Attaque de missiles sur le plateau du Golan : entre les mondes détruits

Superbe près de la Syrie et du Liban : dans la région à majorité druze de Majdal Shams, les habitants tentent de gérer leur vie quotidienne après l’attaque.

UNTrois hommes grimpent sur une échelle branlante jusqu’à un toit plat. Ils recherchent des parties du corps éparpillées là-haut – des doigts, des restes de tissus et d’os. Deux d’entre eux portent du noir de la chemise aux chaussures – des vêtements de deuil – comme tant d’autres ce jour-là dans la petite ville druze de Majdal Shams, sur le plateau du Golan annexé par Israël. Le troisième porte un gilet de Zaka, un service de recherche et de sauvetage en Israël. Ses longues mèches, comme celles portées par de nombreux Juifs ultra-orthodoxes, sont devenues humides de sueur sous le soleil brûlant. Il porte à la main un sac en plastique de couleur claire. Tout ce que le groupe trouve entre ici.

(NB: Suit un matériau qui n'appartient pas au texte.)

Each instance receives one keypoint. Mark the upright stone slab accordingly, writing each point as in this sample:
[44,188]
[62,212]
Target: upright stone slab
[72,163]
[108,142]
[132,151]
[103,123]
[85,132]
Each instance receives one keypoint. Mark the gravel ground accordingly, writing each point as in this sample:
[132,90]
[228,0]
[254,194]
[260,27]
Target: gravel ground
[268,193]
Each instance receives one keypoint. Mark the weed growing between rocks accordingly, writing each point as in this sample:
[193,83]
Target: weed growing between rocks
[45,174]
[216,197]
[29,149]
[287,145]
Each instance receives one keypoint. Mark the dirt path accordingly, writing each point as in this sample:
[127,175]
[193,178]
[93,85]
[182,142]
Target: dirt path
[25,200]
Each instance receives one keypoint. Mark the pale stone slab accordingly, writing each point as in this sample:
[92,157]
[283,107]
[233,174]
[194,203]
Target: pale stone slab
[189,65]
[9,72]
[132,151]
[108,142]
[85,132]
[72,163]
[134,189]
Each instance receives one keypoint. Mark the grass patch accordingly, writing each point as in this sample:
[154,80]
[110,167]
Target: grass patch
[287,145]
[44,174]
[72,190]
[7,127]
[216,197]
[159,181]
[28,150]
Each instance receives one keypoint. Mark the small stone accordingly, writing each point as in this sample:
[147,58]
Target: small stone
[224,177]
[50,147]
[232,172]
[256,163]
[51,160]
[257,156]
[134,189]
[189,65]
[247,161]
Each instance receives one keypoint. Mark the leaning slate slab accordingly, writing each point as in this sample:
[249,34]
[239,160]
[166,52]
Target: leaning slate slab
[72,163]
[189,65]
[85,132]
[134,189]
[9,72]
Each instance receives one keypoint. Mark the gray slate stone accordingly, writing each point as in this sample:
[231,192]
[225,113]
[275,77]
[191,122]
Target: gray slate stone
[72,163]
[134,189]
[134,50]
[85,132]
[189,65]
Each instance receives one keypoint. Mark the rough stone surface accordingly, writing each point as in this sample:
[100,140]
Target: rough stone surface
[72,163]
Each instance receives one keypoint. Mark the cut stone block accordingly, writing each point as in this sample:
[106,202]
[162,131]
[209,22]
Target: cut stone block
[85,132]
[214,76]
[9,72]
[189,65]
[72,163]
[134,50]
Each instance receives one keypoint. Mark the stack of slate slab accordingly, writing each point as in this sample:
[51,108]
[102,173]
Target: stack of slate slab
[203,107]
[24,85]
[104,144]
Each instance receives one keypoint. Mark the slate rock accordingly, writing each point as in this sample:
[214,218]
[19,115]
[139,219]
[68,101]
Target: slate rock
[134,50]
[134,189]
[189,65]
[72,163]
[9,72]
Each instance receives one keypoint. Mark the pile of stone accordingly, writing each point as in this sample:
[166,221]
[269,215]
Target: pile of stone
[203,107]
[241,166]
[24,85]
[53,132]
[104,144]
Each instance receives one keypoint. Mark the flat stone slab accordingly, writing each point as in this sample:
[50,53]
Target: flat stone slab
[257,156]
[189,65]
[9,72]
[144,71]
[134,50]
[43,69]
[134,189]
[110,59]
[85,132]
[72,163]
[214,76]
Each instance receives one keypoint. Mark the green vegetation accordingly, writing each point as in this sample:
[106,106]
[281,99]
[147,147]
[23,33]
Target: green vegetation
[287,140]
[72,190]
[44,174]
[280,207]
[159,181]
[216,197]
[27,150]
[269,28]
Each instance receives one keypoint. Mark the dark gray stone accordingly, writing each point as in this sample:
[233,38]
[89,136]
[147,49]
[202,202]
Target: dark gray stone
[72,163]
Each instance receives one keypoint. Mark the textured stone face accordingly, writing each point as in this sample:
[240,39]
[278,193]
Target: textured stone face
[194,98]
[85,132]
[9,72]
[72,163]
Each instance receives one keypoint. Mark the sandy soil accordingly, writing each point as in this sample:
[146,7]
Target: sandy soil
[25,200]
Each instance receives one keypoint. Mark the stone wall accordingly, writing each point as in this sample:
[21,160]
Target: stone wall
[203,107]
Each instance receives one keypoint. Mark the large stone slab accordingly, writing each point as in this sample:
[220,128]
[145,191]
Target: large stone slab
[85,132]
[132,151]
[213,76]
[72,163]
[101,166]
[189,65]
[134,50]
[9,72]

Plateau du Golan, une personne montre une petite partie du corps dans sa main

Samedi soir dernier, vers 18 heures, une roquette a touché Majdal Shams, probablement tirée par la milice du Hezbollah depuis le Liban voisin, au nord. Il heurte un terrain de football, situé juste à côté d’une aire de jeux et d’un terrain de sport. Une douzaine d’enfants et de jeunes meurent et les images de leurs corps mutilés par la force de l’explosion se répandent rapidement sur les réseaux sociaux. Une vingtaine de personnes sont également blessées, certaines grièvement.

Lorsque la roquette a frappé samedi soir, Safi Safadi, un jeune homme de Majdal Shams, a déclaré qu’il marchait dans l’une des rues autour du terrain de football, à quelques minutes seulement. Lorsque l’alarme a sonné, dit-il, il a continué à marcher. Vous avez trois secondes pour vous rendre dans un abri en cas d’alarme de roquette. Safadi hausse les épaules. « En arabe, nous disons : ce qui devrait arriver devrait arriver. » Il dit aussi qu’il y avait trop peu de temps pour les enfants sur le terrain de football. Il y a un petit abri anti-bombes juste à côté du terrain de sport, les murs extérieurs étant couverts de creux dus à l’explosion. Quelques mètres seulement séparent le lieu de l’impact de l’abri, avec des vélos et scooters brûlés entre les deux.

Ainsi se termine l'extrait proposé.